The convenient syntheses of new morpholine derivatives bearing nitrile, amine, ester, phosphonate, or ketone functions are described. All compounds were successfully synthesized in high yields starting from easily available reactants through a two-step process involving a Mannich reaction followed by Michael addition reaction under mild conditions. The chemical structures of novel synthesized morpholine-based compounds were assessed by 1 H, 13 C, 31 P nuclear magnetic resonance (NMR), and high‐resolution mass spectrometry (ESI-HRMS). Based on previous works on biological activities of this class of morpholine-containing compounds, an in silico evaluation was performed to investigate the potential inhibitory activity of the synthesized products against human legumain (AEP) and cholinesterases (AChE and BuChE) enzymes.
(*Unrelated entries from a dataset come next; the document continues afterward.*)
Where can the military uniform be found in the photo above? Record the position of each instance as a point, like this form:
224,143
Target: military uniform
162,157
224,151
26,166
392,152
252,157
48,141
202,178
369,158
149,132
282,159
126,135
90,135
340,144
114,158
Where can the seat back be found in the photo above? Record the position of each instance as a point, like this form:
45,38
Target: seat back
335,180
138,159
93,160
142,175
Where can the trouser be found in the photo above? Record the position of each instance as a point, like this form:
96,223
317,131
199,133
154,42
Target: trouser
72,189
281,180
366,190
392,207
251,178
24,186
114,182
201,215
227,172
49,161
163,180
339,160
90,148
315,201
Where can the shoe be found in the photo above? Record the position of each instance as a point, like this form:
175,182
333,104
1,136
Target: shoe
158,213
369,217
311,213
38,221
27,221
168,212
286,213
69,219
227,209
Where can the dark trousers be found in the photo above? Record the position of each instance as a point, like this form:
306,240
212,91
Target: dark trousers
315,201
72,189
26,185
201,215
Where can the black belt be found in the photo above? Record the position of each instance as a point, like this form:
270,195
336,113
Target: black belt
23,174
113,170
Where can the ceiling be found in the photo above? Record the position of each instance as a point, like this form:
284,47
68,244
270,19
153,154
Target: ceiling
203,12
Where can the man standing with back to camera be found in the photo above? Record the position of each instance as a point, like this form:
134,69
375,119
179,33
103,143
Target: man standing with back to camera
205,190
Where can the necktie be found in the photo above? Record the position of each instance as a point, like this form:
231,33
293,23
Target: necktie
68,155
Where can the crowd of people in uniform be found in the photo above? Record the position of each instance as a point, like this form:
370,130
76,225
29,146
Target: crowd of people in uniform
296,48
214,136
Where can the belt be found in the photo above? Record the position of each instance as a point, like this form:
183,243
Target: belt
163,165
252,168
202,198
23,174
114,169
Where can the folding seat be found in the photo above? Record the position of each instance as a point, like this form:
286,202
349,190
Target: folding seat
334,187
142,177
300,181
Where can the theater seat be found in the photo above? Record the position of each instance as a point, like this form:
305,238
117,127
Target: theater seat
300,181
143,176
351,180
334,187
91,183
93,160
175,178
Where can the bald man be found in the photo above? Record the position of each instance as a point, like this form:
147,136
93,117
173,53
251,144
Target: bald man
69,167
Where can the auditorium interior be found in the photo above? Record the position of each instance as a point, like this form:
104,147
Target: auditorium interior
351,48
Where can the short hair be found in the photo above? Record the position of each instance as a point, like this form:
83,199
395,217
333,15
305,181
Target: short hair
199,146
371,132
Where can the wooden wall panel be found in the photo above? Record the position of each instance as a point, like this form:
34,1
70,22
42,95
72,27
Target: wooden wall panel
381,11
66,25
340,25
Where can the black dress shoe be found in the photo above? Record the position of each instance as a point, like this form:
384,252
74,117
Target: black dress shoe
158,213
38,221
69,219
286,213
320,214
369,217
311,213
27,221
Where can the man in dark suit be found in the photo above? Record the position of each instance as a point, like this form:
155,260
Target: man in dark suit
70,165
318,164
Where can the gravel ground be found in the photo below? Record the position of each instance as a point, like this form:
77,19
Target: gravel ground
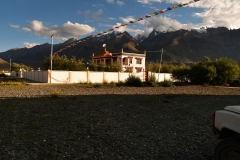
110,123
The molecular docking study suggests that all compounds interact with the three enzymes with moderate to high affinity. Derivative 14 , among the list ( 11–24 ), exerted the best binding affinity towards the three enzymes, compared to the corresponding reference products. Additionally, predicted ADMET properties indicated that most compounds displayed promising pharmacokinetic and drug-likeness properties.